4. I still like to train hard
Just because I don’t have any races planned now and I am not meeting with a team everyday doesn’t mean I still don’t like to train hard. In fact, right now I’m probably training as harder than I ever have, although it doesn’t feel that way (see #1). The variation is good. It keeps things interesting. I like to feel like I’m in good shape. Don’t neglect pushing yourself. If you have run pretty easy for a few days in a row change it up. Crank out some hard miles. It’s fun. After months away from running sometimes it’s tough to find that place of pushing yourself to the limit. But you should try. It just feels right when your stomach starts to churn, your legs are dead, your breathing is heavy and are able to push through it.
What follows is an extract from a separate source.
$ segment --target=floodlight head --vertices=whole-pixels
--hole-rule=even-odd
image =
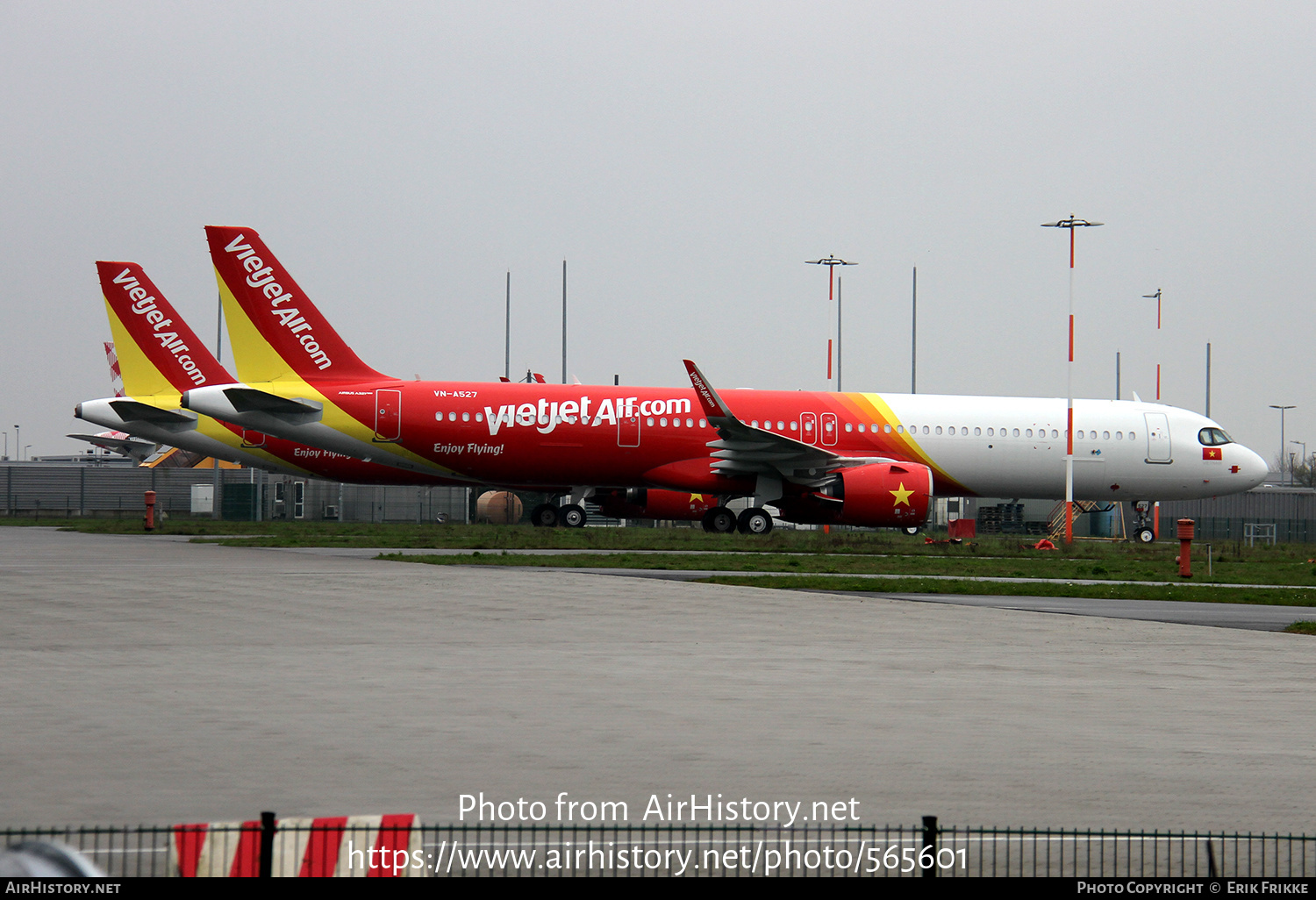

5. I don’t like other forms of exercise
I really don’t. I’m not a Yogi. I went to a yoga class once. It was traumatic. I thought I was going to puke. I’ve never puked from running (Yes, I know I didn’t do it right. It should be relaxing. I didn’t give yoga a proper chance, etc. Don’t care. I’m out.). Swimming feels like I’m just drowning for an extended period of time. Biking, well, ain’t nobody got time for that. I do like playing basketball and I wish I played more – it’s really only a good workout though if you are running full court.
I’ve written before that I like to find things that are the best bang for my buck. The most benefit for the least amount of work. I’ve found that, for me, it’s running. 30 minutes of running is a seriously good workout. I can run at anytime of the day. I can do it anywhere. I can almost always find a free 30-90 minutes and get my heart rate up.
Running has become a time for reflection, thought, or zoning out. I don’t worry about how fast I’m going. I don’t compare one workout to another. Each run is a new thing. I can run with people or on my own. I can run with music or without. I look forward to my next run.
On to 2016
Running teaches me new things all the time, but these were the top takeaways from 2015.
I like running a lot now. It’s fun. I’ve done it all over the world, with people from all over the world. I think that’s pretty cool. It’s something nearly everyone can do.
Just because it’s not my top priority doesn’t mean I don’t continue to have grand running dreams and goals. I certainly don’t feel like I’ve given up. I still train hard, but it’s healthier now. I look forward to it. I think I’d like to race again, but it’s okay if I don’t. I run simply because I want to run. (I run2run). Nothing more. It works for me right now. There are other things that come first and that’s the way it should be.
What did running teach you in 2015? I’d much rather read about your thoughts. Write a post and share what you learned!